Hugh thought his Wee Wifie was tired, and tried to coax her to go to sleep; he brought her another cushion, and attended to the fire, and then went away to leave her to her nap. Fay would rather have had him stay and talk to her, but she was too unselfish to say so; she lay in her pretty room watching the fire-light play on the walls, and thinking first of her husband and then of Margaret. She longed with a vague wistfulness that she were more like that lovely Miss Ferrers, and then, perhaps, Hugh would care to talk to her. Were the creeping shadows bringing her strange thoughts? Fay could not have told any one why there were tears on her cheeks; was the consciousness beginning to dawn upon her that she was not close enough to her husband’s heart?—that she was his pet, but not his friend—that other wives whom she knew were not kept outside in the cold?

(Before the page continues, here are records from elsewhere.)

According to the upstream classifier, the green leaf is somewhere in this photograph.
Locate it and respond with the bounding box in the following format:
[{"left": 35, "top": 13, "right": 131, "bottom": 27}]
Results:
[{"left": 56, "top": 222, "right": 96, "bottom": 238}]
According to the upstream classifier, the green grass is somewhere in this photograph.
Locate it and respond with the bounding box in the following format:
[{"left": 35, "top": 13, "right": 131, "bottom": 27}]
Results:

“I am not too young to understand, if Hugh would only think so,” she said to herself plaintively. “How could I be, when I love him so?”

When Sir Hugh returned to the room an hour later, he was sorry to see Fay look so flushed and weary. “We shall have you ill after all this,” he said, reproachfully; “why have you not been a good child and gone to sleep as I told you?”

“Because I was troubling too much. Oh, Hugh!” clasping him round the neck, and her little hands felt hot and dry, “are you sure that you are not angry with me, and that you really love me?”

“Of course I am not angry with you,” in a jesting tone. “What an absurd idea, Wee Wifie.”

“I like you to call me that,” she answered, thoughtfully, drawing down one of his hands and laying her cheek on it; and Hugh thought as Margaret had, what a baby face it was. “I mean to grow older, Hugh, and wiser too if I can; but you must be patient with me, dear. I know I can not be all you want just at present—I am only Wee Wifie now.”

“Well, I do not wish to change her,” replied Sir Hugh, with a touch of real tenderness in his voice, and then very gently he unloosed the clinging arms. Somehow Fay’s voice and look haunted him as he went down-stairs. “She is a dear little thing,” he said to himself, as he sat in his library sorting his papers; “I wish I were a better husband to her,” and then he wondered what Margaret had thought of his Wee Wifie.